Pompei’de bulunmuş Issos mozaikinden ayrıntı.

Şafak sökerken İskender bütün ordusuyla geçitleri aştı, Kilikia’ya indi. Orada kendisine, evvelce Tarsos’un Persler’de kalması için müdafaaya karar vermiş olan (İranlı vali) Arsames’in İskender’in geçitleri çoktan aşmış olduğunu haber alması üzerine, şehri boşaltmak niyetinde olduğunu bildirdiler. Fakat Tarsos ahalisi, Arsames’in şehri evvela yağma edip sonra boşaltmasından korkuyorlardı. Bu haber üzerine İskender, atlılarıyla hafif piyadelerden en çevik olanları hemen Tarsos’a sevketti. Onun yaklaştığını öğrenen Arsames de şehre en ufak bir zarar veremeden Tarsos’tan çarçabuk Dareios’un yanına kaçtı.

İskender, birdenbire sıcak, nemli Kilikia ovasına inince, hiç düşünmeden zırhını çıkardığı gibi kentin içinden geçip denize dökülen Kydnos nehrine (Berdan Çayı) dalmış. Mevsim bahardı ama Toroslar’dan akan kar sularıyla nehir hâlâ soğuktu. Aynı hatayı yaklaşık bin yıl sonra yapan Halife Memun ölürken İskender kurtuldu.” (Seton Lloyd – Türkiye’nin Tarihi. s.161)

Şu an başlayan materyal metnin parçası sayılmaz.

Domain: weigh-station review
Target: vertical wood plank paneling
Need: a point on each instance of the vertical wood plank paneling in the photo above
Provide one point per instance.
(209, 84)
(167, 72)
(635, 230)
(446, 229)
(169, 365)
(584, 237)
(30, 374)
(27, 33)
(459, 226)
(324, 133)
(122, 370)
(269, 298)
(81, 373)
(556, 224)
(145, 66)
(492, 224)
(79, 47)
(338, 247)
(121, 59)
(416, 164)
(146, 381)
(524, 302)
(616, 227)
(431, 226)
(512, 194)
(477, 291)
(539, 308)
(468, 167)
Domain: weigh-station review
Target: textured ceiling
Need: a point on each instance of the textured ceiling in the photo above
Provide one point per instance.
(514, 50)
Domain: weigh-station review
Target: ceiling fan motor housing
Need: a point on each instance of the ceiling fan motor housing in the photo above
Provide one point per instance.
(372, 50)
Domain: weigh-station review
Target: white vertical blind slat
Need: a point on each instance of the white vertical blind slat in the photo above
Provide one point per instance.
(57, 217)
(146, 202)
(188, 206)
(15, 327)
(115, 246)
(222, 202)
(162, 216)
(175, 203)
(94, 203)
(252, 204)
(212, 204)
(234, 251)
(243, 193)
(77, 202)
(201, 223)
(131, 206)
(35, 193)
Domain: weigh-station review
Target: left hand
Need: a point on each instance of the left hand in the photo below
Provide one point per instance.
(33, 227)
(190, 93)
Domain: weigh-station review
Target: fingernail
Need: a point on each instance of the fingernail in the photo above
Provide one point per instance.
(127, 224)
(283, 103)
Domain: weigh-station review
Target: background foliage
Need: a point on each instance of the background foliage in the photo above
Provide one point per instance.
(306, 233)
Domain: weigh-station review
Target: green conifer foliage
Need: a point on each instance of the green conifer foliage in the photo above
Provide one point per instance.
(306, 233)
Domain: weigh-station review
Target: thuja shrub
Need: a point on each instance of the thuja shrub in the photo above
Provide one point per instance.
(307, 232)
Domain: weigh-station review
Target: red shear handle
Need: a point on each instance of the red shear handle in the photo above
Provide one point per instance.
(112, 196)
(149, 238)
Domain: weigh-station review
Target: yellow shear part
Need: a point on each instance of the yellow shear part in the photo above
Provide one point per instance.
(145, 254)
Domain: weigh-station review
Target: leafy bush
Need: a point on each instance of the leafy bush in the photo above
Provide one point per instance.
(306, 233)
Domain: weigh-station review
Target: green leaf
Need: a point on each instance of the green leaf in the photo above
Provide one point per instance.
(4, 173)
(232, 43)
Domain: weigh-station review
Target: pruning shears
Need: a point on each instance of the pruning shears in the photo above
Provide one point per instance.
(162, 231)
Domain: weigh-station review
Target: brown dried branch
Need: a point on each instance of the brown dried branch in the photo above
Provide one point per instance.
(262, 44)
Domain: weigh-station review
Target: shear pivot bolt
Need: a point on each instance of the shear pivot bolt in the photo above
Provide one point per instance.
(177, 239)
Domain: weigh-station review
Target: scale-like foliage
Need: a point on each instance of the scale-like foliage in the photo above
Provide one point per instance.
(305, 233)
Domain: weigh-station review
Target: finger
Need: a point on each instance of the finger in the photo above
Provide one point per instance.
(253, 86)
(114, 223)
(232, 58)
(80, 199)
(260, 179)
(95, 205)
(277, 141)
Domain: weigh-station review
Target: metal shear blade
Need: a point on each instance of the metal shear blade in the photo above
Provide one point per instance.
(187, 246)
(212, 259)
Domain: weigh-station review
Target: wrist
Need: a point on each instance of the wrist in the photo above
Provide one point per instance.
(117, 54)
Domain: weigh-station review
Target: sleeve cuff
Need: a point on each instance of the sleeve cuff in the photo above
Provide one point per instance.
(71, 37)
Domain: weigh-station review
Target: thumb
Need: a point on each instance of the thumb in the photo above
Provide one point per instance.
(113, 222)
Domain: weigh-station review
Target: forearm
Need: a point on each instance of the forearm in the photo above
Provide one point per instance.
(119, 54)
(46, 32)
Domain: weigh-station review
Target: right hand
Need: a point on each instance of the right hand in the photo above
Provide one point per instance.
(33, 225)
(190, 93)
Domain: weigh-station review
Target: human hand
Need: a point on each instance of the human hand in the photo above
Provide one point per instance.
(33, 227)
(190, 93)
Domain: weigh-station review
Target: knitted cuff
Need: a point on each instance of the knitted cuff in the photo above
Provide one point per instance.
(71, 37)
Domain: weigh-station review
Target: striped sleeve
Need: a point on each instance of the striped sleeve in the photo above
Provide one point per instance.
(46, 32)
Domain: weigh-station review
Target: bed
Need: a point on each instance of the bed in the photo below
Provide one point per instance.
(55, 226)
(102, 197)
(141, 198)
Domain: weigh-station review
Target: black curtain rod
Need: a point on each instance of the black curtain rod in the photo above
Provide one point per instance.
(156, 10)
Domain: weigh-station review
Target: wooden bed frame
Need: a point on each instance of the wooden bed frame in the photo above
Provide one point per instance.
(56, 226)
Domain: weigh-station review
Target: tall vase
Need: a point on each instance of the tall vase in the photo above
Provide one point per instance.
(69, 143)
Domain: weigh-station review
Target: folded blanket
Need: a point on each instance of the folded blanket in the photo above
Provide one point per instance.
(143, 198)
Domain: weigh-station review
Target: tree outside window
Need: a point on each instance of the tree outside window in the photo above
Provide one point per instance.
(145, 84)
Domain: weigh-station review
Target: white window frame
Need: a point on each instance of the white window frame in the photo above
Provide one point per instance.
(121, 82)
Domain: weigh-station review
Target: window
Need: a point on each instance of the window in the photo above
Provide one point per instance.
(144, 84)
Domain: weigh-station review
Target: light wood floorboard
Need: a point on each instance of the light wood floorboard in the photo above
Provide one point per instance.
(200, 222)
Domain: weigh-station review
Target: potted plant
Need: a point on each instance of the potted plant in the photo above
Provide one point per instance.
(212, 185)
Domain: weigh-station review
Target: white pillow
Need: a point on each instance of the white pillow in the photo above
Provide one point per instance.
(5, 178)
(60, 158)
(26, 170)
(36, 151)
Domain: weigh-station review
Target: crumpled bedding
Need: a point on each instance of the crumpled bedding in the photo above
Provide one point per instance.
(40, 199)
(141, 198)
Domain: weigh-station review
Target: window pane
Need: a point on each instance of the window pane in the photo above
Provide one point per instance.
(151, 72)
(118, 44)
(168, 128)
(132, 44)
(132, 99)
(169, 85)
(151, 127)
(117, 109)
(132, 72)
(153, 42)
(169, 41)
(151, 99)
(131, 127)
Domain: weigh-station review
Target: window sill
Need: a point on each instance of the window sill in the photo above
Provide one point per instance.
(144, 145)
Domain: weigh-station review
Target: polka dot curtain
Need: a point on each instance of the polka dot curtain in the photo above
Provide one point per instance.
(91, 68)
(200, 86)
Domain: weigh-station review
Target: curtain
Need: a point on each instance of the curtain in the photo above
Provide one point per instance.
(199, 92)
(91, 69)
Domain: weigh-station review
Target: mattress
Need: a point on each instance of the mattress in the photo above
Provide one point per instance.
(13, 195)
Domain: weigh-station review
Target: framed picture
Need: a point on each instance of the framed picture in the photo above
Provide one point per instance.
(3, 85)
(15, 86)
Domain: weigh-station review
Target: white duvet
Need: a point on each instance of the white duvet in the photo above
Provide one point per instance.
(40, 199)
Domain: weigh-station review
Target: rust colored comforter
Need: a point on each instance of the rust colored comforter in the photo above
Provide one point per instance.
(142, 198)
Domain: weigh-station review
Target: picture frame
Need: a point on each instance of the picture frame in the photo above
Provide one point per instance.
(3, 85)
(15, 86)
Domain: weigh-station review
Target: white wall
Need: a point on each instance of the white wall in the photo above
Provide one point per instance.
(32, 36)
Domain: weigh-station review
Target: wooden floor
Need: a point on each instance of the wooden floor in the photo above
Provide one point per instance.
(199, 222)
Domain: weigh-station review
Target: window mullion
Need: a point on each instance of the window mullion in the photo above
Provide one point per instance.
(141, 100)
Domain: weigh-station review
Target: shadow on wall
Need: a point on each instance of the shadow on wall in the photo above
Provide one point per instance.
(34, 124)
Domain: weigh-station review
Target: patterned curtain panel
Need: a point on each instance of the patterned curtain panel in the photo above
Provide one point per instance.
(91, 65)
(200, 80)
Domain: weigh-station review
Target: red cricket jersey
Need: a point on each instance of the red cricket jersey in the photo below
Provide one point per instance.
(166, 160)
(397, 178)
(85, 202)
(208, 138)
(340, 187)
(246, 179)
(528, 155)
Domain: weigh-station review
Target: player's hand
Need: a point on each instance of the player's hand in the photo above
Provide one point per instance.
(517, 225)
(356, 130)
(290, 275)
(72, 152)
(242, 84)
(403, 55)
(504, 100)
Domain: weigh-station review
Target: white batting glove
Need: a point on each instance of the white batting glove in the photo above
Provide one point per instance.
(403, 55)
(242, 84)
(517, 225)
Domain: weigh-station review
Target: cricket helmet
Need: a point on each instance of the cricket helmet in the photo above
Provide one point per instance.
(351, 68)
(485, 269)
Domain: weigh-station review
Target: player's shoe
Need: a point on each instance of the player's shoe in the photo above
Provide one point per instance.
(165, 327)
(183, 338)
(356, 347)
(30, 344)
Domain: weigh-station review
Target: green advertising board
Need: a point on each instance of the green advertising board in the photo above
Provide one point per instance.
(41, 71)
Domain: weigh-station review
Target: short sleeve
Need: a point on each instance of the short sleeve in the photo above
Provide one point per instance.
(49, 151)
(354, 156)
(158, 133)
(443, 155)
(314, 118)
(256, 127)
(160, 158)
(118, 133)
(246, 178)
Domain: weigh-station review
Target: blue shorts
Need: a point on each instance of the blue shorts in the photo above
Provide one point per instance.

Seton Lloyd, Gülek Boğazı’na yeni bir terim ekliyor: Tecim Yolu
Gülek Boğazı’ndan geçen “Tecim Yolu” ve toprağın büyük ölçüde verimli olması nedeniyle ovadaki Tarsus, Adana, Misis ve Anazarbos çok zengin oldular. Ancak bu zenginlik bazı güçlerin iştahını kabartır. Hele Mersin’de yaklaşık 400 yıl etkinliği gözlenen Zephyrium kenti de dâhil olmak üzere, Tarsus, Adana ve diğer kentler birbirlerine hasmane davranıp, içsel enerjilerini zayıflatınca; üçüncü yüzyılın ortalarında (MS 260’lar),

İmparator Vallerianus Sasani krallarına esir düştü. Shapur’un ordusu Kilikia’da Toros geçitlerine kadar hemen her kentin tozunu attırır. Değerli malların depolandığı yerleri ve hazine dairelerini yağmalayıp, Zephyrium gibi yerleşmeleri tarihten siler. (Seton Lloyd – Türkiye’nin Tarihi. S.240).

Jül Sezar
“İskenderiye’den, Kleopatra’nın yanından ve yatağından gelen Caesar, Antakya’ya uğrayış sonrasında Tarsus’a geldi. Tarihe yön vermiş, ünlü “geldim, gördüm yendim” savaşı için hazırlıklarını burada yaptı. Tokat/Zile seferinin hazırlıklarına buradan başladı.” (Bilge Umar. Kilikia Gezi Rehberi – S. 116.)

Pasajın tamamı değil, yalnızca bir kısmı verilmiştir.